Все, что отныне пишет Репин, пишется им с мыслью о «как», в полном соответствии с его публичными выступлениями, беседами в кругу близких и с учениками, в его академической мастерской.
До отъезда за границу он пишет типичный портрет Т. Л. Сухотиной, поколенный, с несколько поднятой кверху головой, мало известный только потому, что он находился в Ясной Поляне. В 1893 г. в Венеции он написал удачный портрет сына, Юрия, стоящего на балконе отеля. Приехав в 1894 г. из Флоренции в Неаполь, он, под впечатлением галереи автопортретов художников во дворце Питти, пишет отличный автопортрет, бывший в собрании О. Д. Левенфельда в Москве, а ныне в Толстовском музее, и интересный по эффекту освещения.
Прекрасен портрет-этюд Л. И. Шестаковой, написанный в четыре сеанса весною 1895 г. и находящийся в Русском музее.
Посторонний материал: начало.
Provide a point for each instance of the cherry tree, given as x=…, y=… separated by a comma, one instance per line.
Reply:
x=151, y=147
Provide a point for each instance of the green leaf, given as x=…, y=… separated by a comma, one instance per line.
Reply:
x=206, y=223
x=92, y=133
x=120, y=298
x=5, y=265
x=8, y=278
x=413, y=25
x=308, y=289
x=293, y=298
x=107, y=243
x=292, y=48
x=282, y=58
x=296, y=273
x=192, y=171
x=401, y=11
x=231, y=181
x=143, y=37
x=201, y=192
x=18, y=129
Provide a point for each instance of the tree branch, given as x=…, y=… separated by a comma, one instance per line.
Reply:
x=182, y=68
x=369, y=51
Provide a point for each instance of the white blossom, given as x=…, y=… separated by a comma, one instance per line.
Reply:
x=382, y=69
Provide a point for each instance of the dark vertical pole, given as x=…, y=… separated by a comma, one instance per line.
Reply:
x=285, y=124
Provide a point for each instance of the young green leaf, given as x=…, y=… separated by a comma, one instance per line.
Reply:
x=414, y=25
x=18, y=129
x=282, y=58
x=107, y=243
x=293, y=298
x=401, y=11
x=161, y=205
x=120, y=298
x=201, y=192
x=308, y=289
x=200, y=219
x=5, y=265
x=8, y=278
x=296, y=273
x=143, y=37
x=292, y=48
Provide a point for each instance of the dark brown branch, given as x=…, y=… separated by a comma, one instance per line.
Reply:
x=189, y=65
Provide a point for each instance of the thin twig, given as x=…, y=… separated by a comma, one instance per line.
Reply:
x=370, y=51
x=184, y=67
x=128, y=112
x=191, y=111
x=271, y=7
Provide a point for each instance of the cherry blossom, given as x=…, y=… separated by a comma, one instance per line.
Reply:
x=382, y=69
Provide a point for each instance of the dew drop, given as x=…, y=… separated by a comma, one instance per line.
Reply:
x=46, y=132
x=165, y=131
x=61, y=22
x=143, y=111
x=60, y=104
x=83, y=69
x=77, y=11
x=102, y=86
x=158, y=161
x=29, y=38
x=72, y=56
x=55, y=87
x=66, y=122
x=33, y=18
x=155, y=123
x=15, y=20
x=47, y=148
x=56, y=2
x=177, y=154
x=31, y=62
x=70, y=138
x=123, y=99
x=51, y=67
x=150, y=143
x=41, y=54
Славный кусок настоящей живописи, показывающий, как умел Репин писать, когда думал только о качестве живописи, о высоте исполнения, о передаче жизненного трепета данного лица.
В том же году написан портрет виолончелиста А. В. Вержбиловича[140], на котором можно наглядно демонстрировать происшедшую с Репиным перемену, ибо по внешнему виду и, казалось бы, заданию он ничем не отличается от портретов Спасовича и хирурга Павлова. Но посмотрите, как он широко написан, как свободно и живописно вылеплена голова, как единым махом очерчен силуэт фигуры, с скрещенными руками, и как обобщенно взяты складки сюртука. Репин довольствуется намеками там, где раньше усердно доделывал и жестоко переделывал. Вспоминаются его же прекрасные слова о «недоделанности» веласкесовских портретов, сохранившей им свежесть до наших дней.

Гайдамак. 1902. Гос. музей изобразительного искусства Туркменской ССР.
Еще свободнее, с еще большим мастерством написан портрет Н. П. Головиной, 1896 г., в Русском музее; он принадлежит к 5–6 лучшим светским портретам, когда-либо написанным Репиным. Как нельзя более удачно выбран поворот в профиль и найдено красивое соотношение розового платья с матовой кожей хорошо вылепленного, хотя и на полном свету, лица.
К этой же живописной серии принадлежат и портреты А. Ф. Кони, в Третьяковской галерее, С. М. Волконского[141], Максима Горького, в Русском музее, этюдного характера (оба 1899 г.) и И. И. Толстого на диване, с книгой в руке, долго работанный, но свежий и деликатный по живописи.
Сюда же надо отнести и ряд семейных портретов: Татьяны Ильиничны в красном, разливающей чай[142](1892), Надежды Ильиничны, в профиль, поколенный[143](1895), три портрета Веры Ильиничны (1898) в Здравнёве и один с Надежды Ильиничны, с собакой на берегу реки, там же, а также автопортрет этого же года, бывший в собрании В. Н. Денте. Несколько выделяется среди них очень растянутый в ширину – 2 квадрата – семейный портрет, изображающий столовую, со столом, накрытым скатертью и самоваром на нем. Спереди присела на спинку дивана, обитого ковром, молодая мать (Т. И. Репина), подле нее, на диване, девочка лет трех; за столом сидит, углубившись в чтение, ее муж, офицер, а слева, сзади стоит пожилая няня с годовалым ребенком на руках[144]. Это целая жанровая картина, написанная прямо с натуры, в легкой, виртуозной технике, очень жизненная по композиции и живописи.

Семейный портрет. Т. И. Репина с мужем К. Г. Язевым и детьми. 1905. Частное собрание за границей.